By MIKE LOPRESTI
Gannett News Service
CHICAGO - The young lion outdueled the aging master. And now, enchanted Friday night by the fearless pitching of Mark Prior, the Wrigley Field nation leans forward ready to explode, sensing a moment the Chicago Cubs have not seen in 95 years.
The last postseason series won by the Cubs was the 1908 World Series. But now they are a game away ... from finishing off the Atlanta Braves ... from winning this division series ... from taking their fairy tale further up the ladder toward the National League pennant.
Prior put them on the brink on a chilly night, mowing down the Braves on two hits, beating Greg Maddux 3-1, giving Chicago a 2-1 lead in this best-of-five series.
"That," said manager Dusty Baker, "is about as good as it gets."
Prior was the master of his first postseason stage, starving the Braves on only Marcus Giles' third-inning single and Mark DeRosa's eighth-inning double, allowing one runner past first base until DeRosa scored on Giles' sacrifice fly in the eighth.
Facing down the top hitting team in the National League, striking out seven, working with a purpose through all 133 pitches, Prior hardly looked like the 23-year-old he is.
"You wouldn't be human if you weren't anxious," he said later. "But you know what you can do. You know what your job is."
"He's a freak," said catcher Damian Miller. "You're not supposed to be that good at that age."
But he had to be that good. Maddux gave up two runs in the first inning on bad luck and a soft Randall Simon single. But no more, even though he injured his calf in the first inning and re-injured it in the third.
"I thought he did a great job pitching on one leg," said manager Bobby Cox.
Maddux left after the sixth, having given up but six singles, beaten in what may have been his last start for the team he helped make a National League dynasty.
But they were enough. Prior was a mixture of precocious youth and remarkably poised pitcher. No matter that the value of experience was stacked against him. This was Maddux's 31st postseason game. It was Prior's first.
Prior was five years old when Maddux made his first major league start.
"It was kind of surreal," Prior said, "sitting in the dugout watching a guy I watched my whole life growing up,"
But Prior, 11-1 since August, was unflappable after a shaky start when he walked two of the first three hitters, out of rhythm because of a 31-minute rain delay before the game.
"He's way ahead," Baker had said, "of anybody else in baseball his age."
For the Cubs, a victory in game 4 Saturday makes them a series winner for the first time in the history of Wrigley Field, which opened in 1914. They have lost 10 straight postseason series.
For Atlanta, one more loss means yet another October flameout.
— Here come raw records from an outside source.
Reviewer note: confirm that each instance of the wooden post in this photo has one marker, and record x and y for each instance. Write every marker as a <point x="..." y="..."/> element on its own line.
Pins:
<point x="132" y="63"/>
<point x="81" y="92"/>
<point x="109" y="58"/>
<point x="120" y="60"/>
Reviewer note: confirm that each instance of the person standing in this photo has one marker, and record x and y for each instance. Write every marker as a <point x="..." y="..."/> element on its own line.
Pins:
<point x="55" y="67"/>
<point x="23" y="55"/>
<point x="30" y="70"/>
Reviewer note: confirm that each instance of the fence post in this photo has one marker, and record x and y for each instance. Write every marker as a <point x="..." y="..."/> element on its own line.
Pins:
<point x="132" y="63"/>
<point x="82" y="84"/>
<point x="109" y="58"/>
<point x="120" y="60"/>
The Braves latest tale of woe included a sloppy night of four errors, and a Maddux gem wasted, while the Cubs' feverish faithful taunted them with a mock tomahawk chop using a sea of blue caps.
"I'm not down at all," Cox said. "All we have to do is win two ballgames. We've done that hundreds of times."
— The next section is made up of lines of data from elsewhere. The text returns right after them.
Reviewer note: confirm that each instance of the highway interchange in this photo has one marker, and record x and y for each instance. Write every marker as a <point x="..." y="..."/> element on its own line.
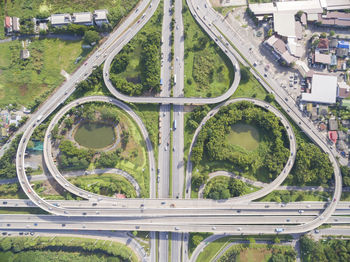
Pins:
<point x="152" y="214"/>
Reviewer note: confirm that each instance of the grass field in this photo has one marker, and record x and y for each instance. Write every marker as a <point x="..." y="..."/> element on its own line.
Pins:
<point x="206" y="62"/>
<point x="12" y="191"/>
<point x="246" y="136"/>
<point x="249" y="252"/>
<point x="22" y="82"/>
<point x="295" y="196"/>
<point x="105" y="184"/>
<point x="39" y="248"/>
It was not out of Maddux's character to have early problems. He has been scored upon in the first inning in 18 of his 37 starts - 27 of his total 98 runs allowed.
But this was not much of an explosion. A leadoff bloop single by Kenny Lofton on the eighth pitch of his at-bat. A Mark Grudzielanek sacrifice bunt than turned into a single when first baseman Robert Fick slipped on the wet grass.
And then, after Maddux had carefully worked past the dangerous bats of Sammy Sosa and Moises Alou, Simon hit a looper into right field.
"Typical Maddux runs," Cox said. "The balls they hit good we caught. The balls they didn't hit good fell in."
Prior said he later studied how Maddux worked his way out of the first, to learn for his own use.
The Cubs added a run for comfort in the eighth on Aramis Ramirez' RBI double - which completed a big night for Chicago's corps of ex-Pirates. Ramirez, Simon and Lofton combined for five hits and all three RBI.
"Those guys," Miller warned of Atlanta, " are too good to keep silent."
But behold the power of pitching. The Cubs have scored only 10 runs in three games in this series but are on the verge of winning it. They are 6-for-30 with runners in scoring position and haven't hit anything longer than a double. But the Braves are the team with their backs to the to the wall.